A vacinação contra a mpox não é indicada para toda a população. “É uma vacina com produção limitada e, neste momento, a doença não apresenta transmissão intensa. Por isso, a recomendação é direcionada a profissionais de saúde e pessoas que tiveram contato direto com casos de mpox”, explica a médica.

Nesses casos, a vacinação deve ser feita o mais rápido possível, preferencialmente em até 96 horas após o contato.

Como diferenciar efeitos adversos das vacinas dos sinais de alerta?

É comum que o corpo apresente algumas respostas leves após a aplicação, como febre baixa, dor, vermelhidão ou um leve inchaço no local da aplicação.
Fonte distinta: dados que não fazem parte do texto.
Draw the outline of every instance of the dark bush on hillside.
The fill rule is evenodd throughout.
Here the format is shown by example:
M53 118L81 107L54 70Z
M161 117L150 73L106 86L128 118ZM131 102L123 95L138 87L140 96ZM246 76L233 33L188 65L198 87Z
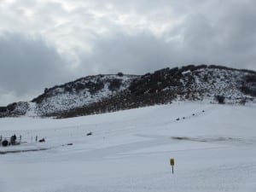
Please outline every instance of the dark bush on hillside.
M219 104L224 104L225 103L225 97L224 96L215 96L215 100L219 103Z
M120 88L121 84L122 84L121 79L114 79L110 81L108 89L111 91L118 90Z
M123 77L123 76L124 76L124 73L121 73L121 72L119 72L119 73L117 73L117 75L119 76L119 77Z

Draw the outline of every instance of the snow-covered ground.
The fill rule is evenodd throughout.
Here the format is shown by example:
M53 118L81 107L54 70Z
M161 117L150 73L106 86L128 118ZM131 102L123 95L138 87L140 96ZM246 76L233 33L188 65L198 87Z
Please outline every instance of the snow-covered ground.
M0 147L0 192L254 192L255 117L255 106L180 102L66 119L0 119L0 135L26 142ZM19 153L35 149L44 150Z

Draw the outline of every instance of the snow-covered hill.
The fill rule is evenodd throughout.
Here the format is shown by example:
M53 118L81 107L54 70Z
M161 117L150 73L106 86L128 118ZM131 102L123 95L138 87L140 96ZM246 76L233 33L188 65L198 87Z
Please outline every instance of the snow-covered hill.
M62 119L0 119L1 135L26 142L0 147L0 191L254 192L255 114L255 105L183 102ZM36 136L46 142L36 143Z
M30 102L0 108L0 117L67 118L173 101L245 104L256 98L256 72L220 66L165 68L145 75L88 76L45 89Z

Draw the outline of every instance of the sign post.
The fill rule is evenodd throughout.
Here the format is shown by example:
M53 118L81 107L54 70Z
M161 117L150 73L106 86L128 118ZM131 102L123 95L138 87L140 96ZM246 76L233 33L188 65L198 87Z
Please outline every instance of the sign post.
M170 164L171 164L171 166L172 166L172 174L173 174L174 159L171 159L171 160L170 160Z

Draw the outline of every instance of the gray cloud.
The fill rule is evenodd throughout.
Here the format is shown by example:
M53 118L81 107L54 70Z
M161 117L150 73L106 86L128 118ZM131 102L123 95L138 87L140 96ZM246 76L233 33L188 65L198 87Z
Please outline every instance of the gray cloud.
M0 98L10 93L18 98L38 94L44 87L63 80L67 73L65 61L39 38L2 34L0 60Z
M255 8L253 0L2 1L1 102L96 73L201 63L256 70Z

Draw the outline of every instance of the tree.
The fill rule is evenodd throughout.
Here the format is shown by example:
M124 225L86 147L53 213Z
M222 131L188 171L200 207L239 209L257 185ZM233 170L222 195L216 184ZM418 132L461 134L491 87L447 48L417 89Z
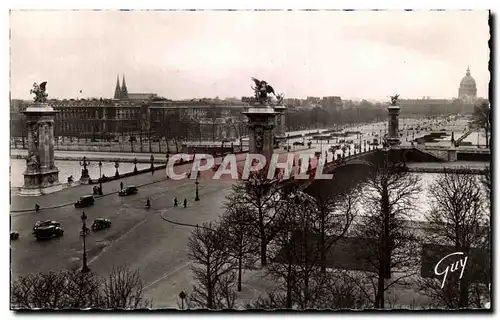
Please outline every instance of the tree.
M194 307L224 309L234 306L235 263L229 254L229 241L225 230L216 223L205 223L191 233L189 258L194 279L198 281L190 295Z
M489 148L489 133L491 128L491 108L489 101L483 99L475 104L472 116L474 117L476 125L484 129L486 135L486 148Z
M486 213L484 193L480 177L464 168L459 172L445 172L429 188L431 209L426 220L433 230L428 241L451 247L453 252L463 252L470 256L474 248L489 249L489 216ZM441 280L423 279L420 290L434 302L435 306L449 308L482 307L481 295L488 292L491 283L489 276L489 250L484 262L485 281L478 283L477 273L464 272L462 278L457 274L448 275L445 286ZM471 266L469 269L476 269ZM475 280L475 281L474 281Z
M243 224L260 244L261 266L267 264L267 246L280 228L275 208L280 192L278 181L268 179L264 168L233 185L227 197L226 208L239 208L248 213Z
M407 285L416 274L417 237L408 227L412 220L420 179L409 174L404 166L382 153L380 165L369 175L362 200L365 216L359 219L354 232L368 240L367 247L358 248L374 272L368 272L374 292L374 307L384 308L384 292L390 287ZM397 273L392 278L392 270ZM362 285L364 286L364 285Z
M11 283L13 309L137 309L150 307L136 271L114 268L106 277L79 270L21 276Z
M295 191L279 202L277 212L282 228L275 235L274 250L271 250L273 259L267 270L285 287L285 308L293 307L294 291L296 295L304 293L303 299L295 299L301 300L303 307L310 300L311 274L319 259L319 252L312 244L314 198Z
M326 273L326 257L331 247L347 233L354 217L357 215L359 190L346 186L341 190L334 190L330 181L316 181L316 188L310 190L315 198L319 234L319 250L321 271ZM336 181L337 182L337 181ZM336 183L338 187L340 183ZM344 186L344 184L342 184ZM330 235L330 236L329 236Z

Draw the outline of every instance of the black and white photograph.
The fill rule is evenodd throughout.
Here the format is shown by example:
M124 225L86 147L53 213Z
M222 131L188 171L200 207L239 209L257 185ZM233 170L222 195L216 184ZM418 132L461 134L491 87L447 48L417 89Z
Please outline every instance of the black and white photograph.
M493 14L11 9L11 312L491 312Z

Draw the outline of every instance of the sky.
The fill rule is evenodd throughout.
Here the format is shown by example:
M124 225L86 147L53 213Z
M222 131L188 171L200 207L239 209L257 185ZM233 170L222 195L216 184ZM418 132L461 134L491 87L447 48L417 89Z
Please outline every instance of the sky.
M488 96L487 11L11 11L11 98ZM81 91L81 93L80 93Z

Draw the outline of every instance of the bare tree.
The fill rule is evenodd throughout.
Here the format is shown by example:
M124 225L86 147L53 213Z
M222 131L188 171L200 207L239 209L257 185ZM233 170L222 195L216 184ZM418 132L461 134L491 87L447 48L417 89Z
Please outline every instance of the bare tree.
M260 263L265 266L267 246L280 228L275 204L281 187L277 180L267 178L267 170L264 168L252 172L247 180L240 181L232 188L226 207L244 208L248 212L244 224L252 237L259 242Z
M138 271L115 267L102 279L101 306L106 309L139 309L150 306L143 297L143 284Z
M387 154L381 160L365 183L365 216L355 228L359 237L369 240L366 248L357 250L376 270L365 279L373 286L375 308L384 308L386 290L396 284L408 285L407 280L417 272L417 237L410 222L421 192L417 175L405 172L403 164L390 161Z
M316 200L295 191L280 200L280 221L284 226L273 241L274 253L268 272L278 280L285 308L323 308L339 297L329 287L336 274L321 270L321 247ZM334 235L333 237L336 238ZM331 288L330 288L331 289ZM340 288L339 288L340 289ZM353 287L351 287L353 289ZM342 291L342 290L340 290ZM330 295L328 295L330 293ZM347 294L347 291L344 293Z
M189 258L191 271L198 281L190 296L194 307L222 309L234 304L229 280L234 282L235 264L229 254L229 241L225 231L215 223L203 224L191 233Z
M321 182L319 180L317 183ZM312 195L316 199L315 231L319 234L321 271L326 273L328 251L346 235L357 215L359 190L348 187L335 192L331 187L320 185L312 191Z
M429 188L431 209L426 219L433 230L427 241L450 247L465 256L474 248L486 251L485 266L489 266L489 215L485 208L480 177L464 168L460 172L446 172ZM470 267L470 269L475 269ZM443 288L441 281L430 278L420 283L422 293L429 296L435 306L449 308L481 307L478 292L486 296L491 283L489 268L485 281L478 283L477 273L465 271L463 276L448 275ZM474 281L476 280L476 281ZM481 281L479 281L481 282Z
M78 270L29 274L11 283L13 309L146 308L137 272L114 268L106 277Z

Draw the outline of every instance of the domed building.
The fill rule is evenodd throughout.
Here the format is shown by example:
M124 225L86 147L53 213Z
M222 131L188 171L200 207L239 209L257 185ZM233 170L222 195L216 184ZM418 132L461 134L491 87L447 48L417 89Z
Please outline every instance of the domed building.
M463 77L462 81L460 81L458 99L467 103L473 103L477 100L476 80L474 80L474 78L470 75L469 67L467 67L465 77Z

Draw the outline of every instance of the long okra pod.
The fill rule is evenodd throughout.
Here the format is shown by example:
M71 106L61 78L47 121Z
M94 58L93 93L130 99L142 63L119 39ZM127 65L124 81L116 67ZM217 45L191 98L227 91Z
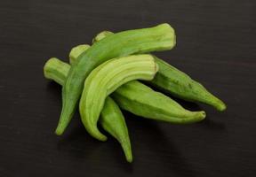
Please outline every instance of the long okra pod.
M61 65L55 62L56 65L49 66L52 78L57 81L65 80L70 68L69 65ZM63 62L62 62L63 63ZM55 80L56 81L56 80ZM149 87L137 81L129 81L119 87L111 96L118 103L118 105L136 115L149 118L156 120L163 120L174 124L188 124L197 122L204 119L204 112L189 112L182 108L178 103L162 93L154 91ZM102 113L102 112L101 112Z
M85 50L85 49L84 49ZM70 54L74 54L70 52ZM75 58L76 59L76 58ZM63 86L70 65L56 58L50 58L44 66L44 77ZM100 113L100 123L104 130L114 136L121 144L126 160L132 161L129 133L124 118L115 101L108 96Z
M113 33L103 31L98 34L92 42L99 42L110 35L113 35ZM226 110L226 104L209 92L201 83L164 60L156 57L155 59L158 64L159 71L149 83L170 92L176 97L191 102L204 103L215 107L220 112Z
M84 80L96 66L109 58L171 50L174 45L174 30L168 24L120 32L94 43L78 57L68 72L62 88L62 109L55 133L63 134L74 114Z
M79 104L82 122L87 132L96 139L105 141L107 137L97 127L105 98L130 81L152 80L156 72L157 65L148 54L113 58L92 70L85 80Z

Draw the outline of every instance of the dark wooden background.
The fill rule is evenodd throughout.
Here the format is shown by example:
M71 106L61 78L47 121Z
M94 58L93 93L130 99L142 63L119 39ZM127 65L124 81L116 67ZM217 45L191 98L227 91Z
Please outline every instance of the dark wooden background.
M116 140L100 142L78 114L56 136L60 87L43 75L51 57L114 32L170 23L174 50L156 55L228 104L188 126L125 112L134 162ZM0 176L256 176L256 1L1 0Z

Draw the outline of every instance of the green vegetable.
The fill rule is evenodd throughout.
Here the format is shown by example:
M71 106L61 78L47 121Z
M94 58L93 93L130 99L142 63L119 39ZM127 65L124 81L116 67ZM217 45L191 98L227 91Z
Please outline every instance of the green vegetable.
M50 68L52 69L52 66ZM60 78L66 78L70 66L68 65L60 65L60 66L56 65L56 68L54 72L57 76L55 75L53 78L60 75L62 75ZM188 124L200 121L205 118L204 112L185 110L170 97L154 91L149 87L137 81L129 81L122 85L111 94L111 96L115 98L115 101L118 103L122 109L156 120Z
M174 124L194 123L205 118L204 112L185 110L174 100L137 81L118 88L111 96L122 109L144 118Z
M156 57L155 58L159 65L159 72L154 80L150 81L152 84L169 91L177 97L204 103L214 106L218 111L226 109L225 104L211 94L202 84L162 59Z
M106 141L107 137L97 127L105 98L130 81L152 80L156 72L154 58L147 54L113 58L96 67L85 80L79 104L87 132L100 141Z
M62 88L62 110L55 133L63 134L74 114L83 90L83 83L96 66L109 58L171 50L174 45L174 30L168 24L120 32L94 43L86 52L81 54L71 66Z
M124 118L118 105L108 96L100 113L100 123L121 144L128 162L132 161L131 142Z
M45 78L63 85L70 65L56 58L50 58L44 66ZM106 98L100 113L100 123L103 129L113 135L121 144L128 162L132 161L129 133L124 116L113 99Z
M72 48L69 52L69 63L73 65L75 60L78 58L78 56L84 51L87 50L91 46L87 44L77 45L76 47Z
M56 58L48 59L44 66L44 77L50 80L53 80L60 85L63 86L70 65L66 64Z
M106 35L105 31L100 33L98 35L102 37L104 35ZM98 35L95 37L96 39L99 38ZM162 63L157 58L155 58L156 61L159 60L158 62L160 64ZM172 65L170 66L172 68ZM164 73L164 69L165 68L162 66L163 73ZM158 73L156 73L156 75ZM129 83L124 84L112 94L112 96L116 98L123 109L144 118L175 124L193 123L205 118L204 112L193 112L187 111L170 97L152 90L139 81L130 81ZM176 112L173 112L173 106L178 107Z
M98 34L93 39L92 43L95 43L97 42L100 42L101 39L105 38L107 35L111 35L114 33L111 31L101 31L100 34Z
M106 32L103 31L98 34L95 39L99 40L93 42L98 42L109 35L113 35L112 32ZM149 83L170 92L176 97L187 101L204 103L215 107L220 112L226 110L225 104L211 94L202 84L164 60L156 57L155 58L159 66L159 71Z

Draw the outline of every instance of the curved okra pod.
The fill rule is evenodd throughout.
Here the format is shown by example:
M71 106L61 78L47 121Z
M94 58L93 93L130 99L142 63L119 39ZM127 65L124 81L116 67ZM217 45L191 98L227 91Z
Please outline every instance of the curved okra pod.
M113 58L171 50L175 42L172 27L162 24L114 34L94 43L78 57L68 72L62 88L62 109L55 133L63 134L75 112L84 80L96 66Z
M137 81L118 88L111 96L124 110L133 114L174 124L189 124L203 120L205 112L190 112L177 102Z
M106 141L107 137L97 127L105 98L130 81L152 80L156 72L154 58L147 54L113 58L92 70L85 80L79 104L87 132L98 140Z
M56 58L52 58L45 63L44 73L45 78L53 80L63 86L69 69L70 65ZM124 150L126 160L132 162L132 153L131 142L124 118L118 105L109 96L106 98L104 107L100 112L100 124L105 131L119 142Z
M60 62L56 64L59 65ZM50 64L52 62L47 63ZM66 79L70 68L69 65L54 65L54 67L56 68L53 69L53 72L50 71L51 69L52 70L53 65L49 66L49 69L47 69L48 72L55 73L55 76L52 74L52 78L50 79L54 80L60 76L57 81L61 80L61 78ZM129 81L122 85L111 94L111 96L122 109L156 120L174 124L188 124L200 121L205 117L204 112L185 110L174 100L162 93L154 91L149 87L137 81Z
M93 42L112 34L110 31L103 31L96 35ZM191 102L204 103L215 107L220 112L226 110L226 104L209 92L201 83L164 60L156 57L155 57L155 59L159 66L159 71L149 83L170 92L176 97Z
M100 123L107 132L120 142L126 160L132 162L131 141L124 118L118 105L109 96L105 100L104 107L100 113Z
M69 69L70 65L68 64L60 61L57 58L51 58L44 64L44 74L45 78L53 80L63 86Z
M225 104L202 84L162 59L156 57L155 58L159 65L159 72L150 83L184 100L207 104L220 112L226 110Z

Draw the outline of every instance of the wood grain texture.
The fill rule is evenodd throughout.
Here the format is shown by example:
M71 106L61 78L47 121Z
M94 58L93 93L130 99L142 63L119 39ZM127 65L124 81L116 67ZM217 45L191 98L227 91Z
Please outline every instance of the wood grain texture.
M256 1L2 0L0 176L256 176ZM177 46L156 53L228 104L202 123L174 126L125 112L134 162L112 138L100 142L79 120L53 132L60 87L44 78L51 57L114 32L170 23ZM108 135L109 136L109 135Z

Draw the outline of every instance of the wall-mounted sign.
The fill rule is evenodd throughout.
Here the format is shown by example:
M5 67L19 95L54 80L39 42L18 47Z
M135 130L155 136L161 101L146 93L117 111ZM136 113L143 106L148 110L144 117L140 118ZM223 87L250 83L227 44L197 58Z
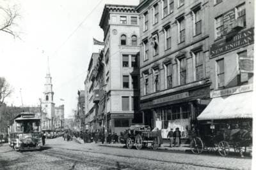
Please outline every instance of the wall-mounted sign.
M211 92L210 96L211 98L214 98L224 96L228 96L231 94L250 92L252 91L253 89L253 87L252 84L241 85L241 86L237 86L235 87Z
M229 41L224 39L210 46L211 57L234 50L239 46L253 43L253 28L250 28L234 35Z
M133 114L129 113L117 113L117 114L111 114L111 118L133 118Z
M22 118L34 118L35 115L22 115Z
M180 94L174 94L174 95L172 95L172 96L166 96L166 97L161 97L161 98L159 98L157 99L154 99L154 100L153 100L153 104L179 100L179 99L186 98L188 97L189 97L188 92L180 93Z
Esses sintomas costumam ser passageiros.

Em crianças, no entanto, é preciso observar sinais como febre que vai e volta persistentemente, sonolência excessiva, choro contínuo ou irritabilidade incomum. “Se algo começa a aparecer de forma persistente, é preciso conversar com o médico de confiança e com a pessoa responsável técnica do local de imunização”, orienta a pediatra.

O que é melhor, tomar vacina ou esperar contrair a doença?

“Devemos ter muito mais medo do vírus natural, porque, se hoje temos menos sequelas e menos óbitos por várias doenças, isso é resultado do uso das vacinas. Depois da água tratada, as vacinas foram a medida que mais reduziu mortes no mundo”, destaca Giamberardino.

A especialista reforça que a vacinologia é uma área sólida, construída com o mesmo rigor científico aplicado a outras frentes da medicina. “Vacinar é confiar na ciência e saber que estamos fazendo a melhor escolha para a nossa saúde”, finaliza.